Australian non-profit organization

Adelaide Benevolent Society is South Australia's oldest charity, formed in 1849. It is an independent non-profit organization that provides affordable housing for aged persons, families and new arrivals to South Australia. The society also provides emergency financial assistance for people in need.

==History==
The society was formed on 2 February 1849, as the Adelaide Benevolent and Stranger's Friend Society Incorporated. Its objective was to provide "relief to the sick and indigent, especially among newly arrived immigrants". From its inception, one of the society's main aims was to provide cheap accommodation. This began to be realised from the 1869, when it rented, then purchased, cottages in the Adelaide city centre. These cottages were eventually replaced by housing units in the city's northern and southern suburbs. As well as providing subsidised accommodation, the society helps out in cases of unforeseen emergency, providing help with the cost of utility bills or short term financial aid where there is genuine need. The society's work among the poor and sick continued during Australia's economically depressed years from the late 1880s and 1890s through to the first decade of the 20th century, including the Great Depression of the 1930s. It was during this period that the Society was able to finance the construction of its own building with a bequest of 1000 pounds from Sir Thomas Elder. Elder Hall, at 17 Morialta Street, was completed in 1898 - this building still functions as the society's office. Former South Australian Premier Thomas Playford was a founding member of the Adelaide Benevolent Society; George Fife Angas and his son J. H. Angas served as vice presidents of the Society and made large financial contributions; and Sir John Colton, twice Premier of South Australia, was president from 1872 until his death in 1902. Stow Smith was associated with the Society for over 50 years.

==Services==
The society owns more than 250 units and houses throughout the Adelaide metropolitan area that it rents to persons on lower incomes at rents below market rates.
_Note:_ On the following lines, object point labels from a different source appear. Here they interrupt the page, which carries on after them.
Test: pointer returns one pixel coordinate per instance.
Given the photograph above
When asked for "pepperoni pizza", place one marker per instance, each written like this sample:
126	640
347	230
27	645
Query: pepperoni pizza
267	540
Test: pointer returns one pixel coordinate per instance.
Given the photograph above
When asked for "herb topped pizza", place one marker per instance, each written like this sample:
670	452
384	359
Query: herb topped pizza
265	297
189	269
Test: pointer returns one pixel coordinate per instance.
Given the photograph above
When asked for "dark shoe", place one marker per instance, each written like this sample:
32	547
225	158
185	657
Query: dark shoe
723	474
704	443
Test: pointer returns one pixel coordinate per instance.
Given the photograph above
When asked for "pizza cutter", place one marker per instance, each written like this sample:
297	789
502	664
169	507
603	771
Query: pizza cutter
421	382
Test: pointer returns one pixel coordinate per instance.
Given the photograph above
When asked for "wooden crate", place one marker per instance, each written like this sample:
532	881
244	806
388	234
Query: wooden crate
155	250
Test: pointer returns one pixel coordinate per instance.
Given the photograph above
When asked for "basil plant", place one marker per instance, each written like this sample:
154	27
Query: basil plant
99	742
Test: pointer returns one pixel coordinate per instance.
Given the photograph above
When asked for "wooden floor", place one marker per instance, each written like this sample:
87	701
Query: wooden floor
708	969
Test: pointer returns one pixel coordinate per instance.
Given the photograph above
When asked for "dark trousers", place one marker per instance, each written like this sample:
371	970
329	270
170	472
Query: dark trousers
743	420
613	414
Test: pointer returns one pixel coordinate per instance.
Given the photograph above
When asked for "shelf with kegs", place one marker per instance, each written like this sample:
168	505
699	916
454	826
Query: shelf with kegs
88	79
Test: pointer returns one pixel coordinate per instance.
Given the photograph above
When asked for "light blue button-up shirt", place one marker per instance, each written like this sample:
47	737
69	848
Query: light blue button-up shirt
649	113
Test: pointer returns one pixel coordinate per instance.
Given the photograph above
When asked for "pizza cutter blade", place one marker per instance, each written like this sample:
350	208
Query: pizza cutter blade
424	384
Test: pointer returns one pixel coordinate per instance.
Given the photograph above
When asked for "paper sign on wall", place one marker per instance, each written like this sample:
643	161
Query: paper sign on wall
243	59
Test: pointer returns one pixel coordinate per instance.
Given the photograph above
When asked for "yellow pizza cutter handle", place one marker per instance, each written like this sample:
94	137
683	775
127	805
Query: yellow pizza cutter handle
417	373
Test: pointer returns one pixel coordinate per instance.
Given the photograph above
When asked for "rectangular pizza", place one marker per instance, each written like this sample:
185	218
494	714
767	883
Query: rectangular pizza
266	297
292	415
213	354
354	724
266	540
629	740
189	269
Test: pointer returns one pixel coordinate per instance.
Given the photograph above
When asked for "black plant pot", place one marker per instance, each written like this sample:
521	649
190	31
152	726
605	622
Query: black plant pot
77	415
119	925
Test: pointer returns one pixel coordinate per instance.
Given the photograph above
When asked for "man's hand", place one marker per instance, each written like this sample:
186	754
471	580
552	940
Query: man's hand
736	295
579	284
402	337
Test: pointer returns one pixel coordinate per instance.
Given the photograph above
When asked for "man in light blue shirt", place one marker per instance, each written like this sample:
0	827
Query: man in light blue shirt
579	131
The society's properties are located in several suburbs around the metropolitan area from Elizabeth in the North to Victor Harbor in the South.

Properties are a mix of one and two bedroom units as well as some 3 bedroom houses. Potential tenants are assessed on a needs basis and the Society acts as a tenancy and property manager. In addition to housing, the society also provides some emergency financial assistance. Applications are assessed on a needs basis.